Living Labs Global and its partners will implement an intelligent process in 30 global cities to accelerate the adoption of new high-impact solutions to meet major challenges. Cities and providers jointly commit to piloting these solutions in real-life to fully evaluate their viability and community, economic, and climate impact before triggering major investment and regulatory decisions.
Living Labs Global will select 30 cities from 360 candidates in all geographic regions according to a dialogue process. Priority will be given to cities committed to improving opportunities for girls and women, promoting accessibility, and mitigating climate change.
Partner cities will open the marketplace for innovations across cities, adhere to a transparent and accountable process, and provide all necessary in-kind support to implement a pilot.
Each city will present its validated challenge in a joint 'Call for Solutions'. Concurrent with a global communications campaign, Living Labs Global researchers will identify 4,500 available solutions and recruit these to submit to the program. All submissions will be accessible to the public in real-time.
Providers will present information about their solutions, expected impact, business, and service models for evaluation. They commit to, if selected by a partner city, implement a pilot at their own cost. In turn, they receive valuable market feedback, recognition, and in-kind support by the cities.
Each city will select the most relevant solutions through its own appointed jury, using common evaluation criteria including relevance, innovation, and impact (including opportunities for girls and women).
In May 2013 cities and providers will meet in a three-day learning, immersion, and matchmaking program in San Francisco where partner cities will announce the selected pilots.

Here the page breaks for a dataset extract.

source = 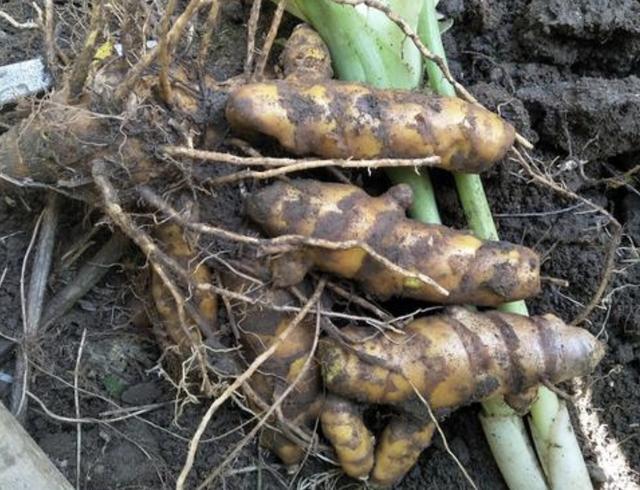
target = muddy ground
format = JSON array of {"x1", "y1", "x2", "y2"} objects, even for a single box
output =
[{"x1": 0, "y1": 0, "x2": 640, "y2": 489}]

Each pilot will receive significant in-kind support by the cities. Corporate partners will provide further assistance as needed. Pilots will result in evaluation reports signed by providers and cities.
Until 10/01/2012: Selection of 30 Partner Cities
Living Labs Global will select the partner cities through a dialogue with 360 candidates that identifies those most committed to the objectives of the program.
Until 10/15/2012: Articulation and Validation of Challenges
Living Labs Global team will support each city to specify the challenge, assuring that a) it is relevant and promises high impact, b) it is open to new and alternative approaches, c) it is backed by all relevant stakeholders, and d) that it comes with a commitment to pilot it within 18 months.
11/01/2012: Global Call for Solutions
Through a global communications campaign including all partner cities and organisations, the joint Call for Solutions by 30 global cities will be launched to build awareness and reach providers.
10/15/2012 - 1/31/2013: Discovery Process in which solutions apply for selection
Living Labs Global researchers will discover and recruit all relevant and available solutions to meet the challenges, specifically prioritizing opportunities for women and girls. Solutions are presented at Citymart.com Showcases.
1/31/2013: Start of Evaluation Process by 30 Juries
Each city will appoint a jury that represents stakeholders and at least one international juror. Round One will apply seven scoring criteria: innovation, relevance, community impact, climate impact, economic impact, market relevance, and ability to execute. The top five scorers for each city will enter Round Two.
5/28/2013: Three-Day Meeting in San Francisco and Announcement of Selected Pilots
150 nominated providers will be invited to join the 30 cities at a three-day program in training, immersion, and matchmaking in San Francisco, CA. Pilot projects will be announced.
The more than 557,000 local governments and cities around the world spend an estimated $4.5 trillion annually to deliver services that are central to quality of life and opportunity for the majority of the world's population, especially the most vulnerable. Yet the market for solutions that deliver high impact services in a cost efficient manner fails due to a tendency to re-invent solutions and regulations at inflated costs rather than spreading successful technologies, systems, and services. While 80 percent of cities report that they have no process in place to deal with unsolicited solutions to their challenges and 88 percent have no budgets allocated to piloting innovations, 67 percent report that they rely on informal staff contacts to award contracts (Agile Cities Survey of 52 global cities, 2012). Vendors, in turn, report that due to lack of information about community needs, they spend 99 percent of their sales resources locating those communities that are in need of their solutions (Agile Cities Survey of 138 vendors, 2012).
In addition, cities lack common methods to evaluate innovations that could have transformative effects on their communities. As a result, vendors and providers lack predictable market structures according to which they can design their products and services - especially taking account of the economic, social, and climate impact of their services.
This constitutes a failure and lack of accountability in the marketplace that leaves citizens' needs at the periphery of the procurement processes that shape their quality of life and opportunity. For example, few citizens would accept the common practice of locally re-inventing solutions already available in other cities if they were aware of the average 800 percent cost premium and 48-month delay that results from not adapting a readily available solution.
As a result, the accepted societal goals of mitigating climate change, promoting social responsibility, and encouraging economic sustainability (often in times of shrinking budgets) are undermined, and the gap between high-level policy goals and real spending and regulatory change increases.